LIVE PROTOCOL
EET--:--:-- edition--.--.--

Pasta salad recalled in seven states because the tubs may actually hold chicken salad

Pasta salad recalled in seven states because the tubs may actually hold chicken salad

Reser's Fine Foods is recalling about 5,300 pounds of a ready-to-eat product sold as Molly's Kitchen California Style Pasta Salad because the tubs may in fact contain chicken salad, which includes egg and milk that are not listed on the label. Federal food-safety officials said the mislabeling means the undeclared allergens could pose a risk to people with sensitivities. The five-pound tubs, marked with a use-by date of July 16, 2026, were shipped to foodservice distributors in seven states after the company discovered it had packaged chicken salad under the pasta salad label.

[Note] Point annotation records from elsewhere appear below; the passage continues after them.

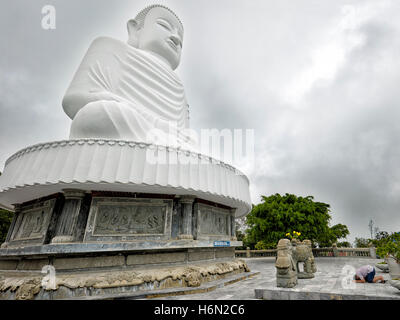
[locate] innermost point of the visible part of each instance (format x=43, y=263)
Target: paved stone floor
x=331, y=278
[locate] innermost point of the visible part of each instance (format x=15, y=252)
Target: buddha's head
x=157, y=29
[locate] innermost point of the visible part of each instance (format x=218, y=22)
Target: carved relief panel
x=119, y=219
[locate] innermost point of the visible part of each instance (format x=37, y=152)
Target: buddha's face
x=162, y=34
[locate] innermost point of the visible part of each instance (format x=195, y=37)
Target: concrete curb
x=207, y=287
x=268, y=294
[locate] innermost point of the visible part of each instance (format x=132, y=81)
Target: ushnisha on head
x=157, y=29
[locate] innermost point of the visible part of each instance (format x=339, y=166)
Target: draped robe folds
x=120, y=92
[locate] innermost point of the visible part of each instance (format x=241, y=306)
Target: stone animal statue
x=286, y=272
x=302, y=253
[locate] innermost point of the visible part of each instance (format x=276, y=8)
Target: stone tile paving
x=329, y=282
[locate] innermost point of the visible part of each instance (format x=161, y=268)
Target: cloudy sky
x=317, y=81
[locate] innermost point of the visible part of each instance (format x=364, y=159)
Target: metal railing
x=317, y=252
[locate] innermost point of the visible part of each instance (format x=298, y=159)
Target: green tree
x=277, y=215
x=5, y=221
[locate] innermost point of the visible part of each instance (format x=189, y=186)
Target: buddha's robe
x=120, y=92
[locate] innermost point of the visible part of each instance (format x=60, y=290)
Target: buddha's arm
x=95, y=78
x=74, y=101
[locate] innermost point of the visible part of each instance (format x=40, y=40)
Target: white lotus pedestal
x=155, y=216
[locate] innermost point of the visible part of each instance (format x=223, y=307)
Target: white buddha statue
x=124, y=91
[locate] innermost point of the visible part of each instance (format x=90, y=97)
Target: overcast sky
x=318, y=81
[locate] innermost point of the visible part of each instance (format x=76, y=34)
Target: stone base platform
x=28, y=285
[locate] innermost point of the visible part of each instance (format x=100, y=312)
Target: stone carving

A packaging mix-up has prompted the recall of thousands of pounds of a ready-to-eat salad across several states, after a food company discovered that tubs labeled as pasta salad may in fact be filled with chicken salad. The distinction matters far beyond the menu, because chicken salad contains ingredients that people with common food allergies are warned to avoid and that were never listed on the outside of the containers. Reser's Fine Foods, the company behind the product, moved to pull it from the supply chain once the error came to light. Federal food-safety officials have flagged the recall as a potential health risk for shoppers and diners with allergies.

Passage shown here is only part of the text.